Barangkali selama ini kita keliru memahami makna kesetaraan gender. Kesetaraan bukan tentang menyeragamkan manusia, melainkan memastikan setiap orang memiliki hak, kesempatan, dan penghormatan yang sama tanpa dibatasi stereotip sosial.

Kesetaraan gender berarti menciptakan ruang yang adil bagi siapa saja untuk berkembang sesuai kemampuan dan pilihannya. Perempuan berhak menjadi pemimpin di bidang apa pun, sebagaimana laki-laki juga berhak memilih profesi yang selama ini dianggap feminin tanpa stigma atau ejekan. Intinya bukan siapa lebih kuat, tetapi siapa yang diberi kesempatan untuk hidup setara sebagai manusia.

Malam yang Mengubah Cara Kita Memandang Gerbong

Tanggal 27 April 2026, pukul 19.43 WIB, langit Bekasi Timur pecah oleh suara benturan logam. KRL Commuter Line No. 2054 rute Cikarang–Jakarta Kota bertabrakan dengan KA Argo Bromo Anggrek di jalur perlintasan sebidang. Gerbong 1 dan 8 gerbong khusus perempuan ringsek tak berbentuk.

Tim SAR mengevakuasi 14 jenazah malam itu. Semuanya perempuan. Mereka bukan sekadar angka statistik. Ada Mbak Sari, pramuniaga yang pulang membawa kue ulang tahun anaknya. Ada Bu Yanti, guru honorer yang lembur menulis rapor. Ada Dinda, mahasiswi semester akhir yang baru pulang magang.

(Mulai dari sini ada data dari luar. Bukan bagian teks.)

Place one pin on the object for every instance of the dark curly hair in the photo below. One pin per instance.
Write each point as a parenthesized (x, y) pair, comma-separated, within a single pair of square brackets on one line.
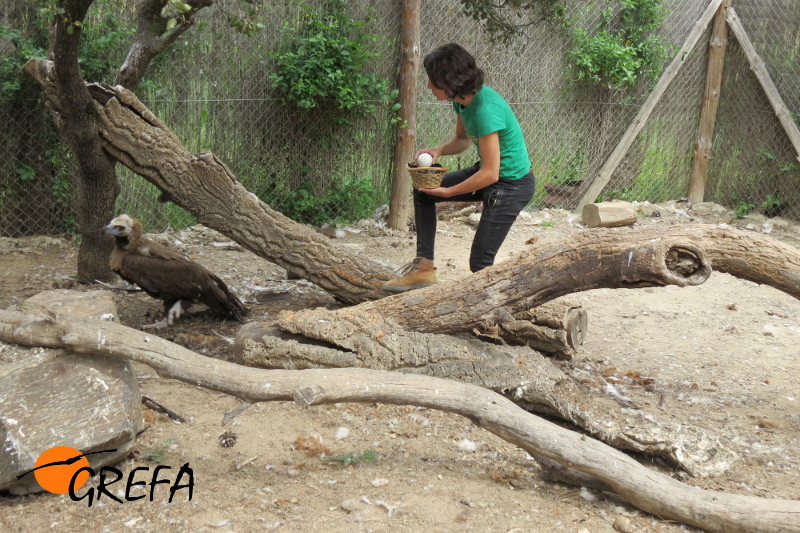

Indonesia berduka. Tagar #PrayForBekasi dan #KRLBerduka menggema di media sosial. Namun, sebelum duka selesai, perdebatan baru lahir.

Menteri Pemberdayaan Perempuan dan Perlindungan Anak mengusulkan agar gerbong perempuan dipindahkan ke tengah rangkaian, sementara laki-laki ditempatkan di gerbong paling depan dan paling belakang. Alasannya terdengar mulia: agar perempuan tidak lagi menjadi korban pertama saat tabrakan terjadi.

Namun publik bertanya: sejak kapan keselamatan satu kelompok harus dibayar dengan menempatkan kelompok lain di posisi paling berisiko?

Kebijakan transportasi pada akhirnya adalah cermin cara negara memandang keadilan. Dan malam itu, kita dipaksa melihat cermin yang retak: apakah kesetaraan gender berarti melindungi satu pihak dengan menjadikan pihak lain sebagai tameng hidup?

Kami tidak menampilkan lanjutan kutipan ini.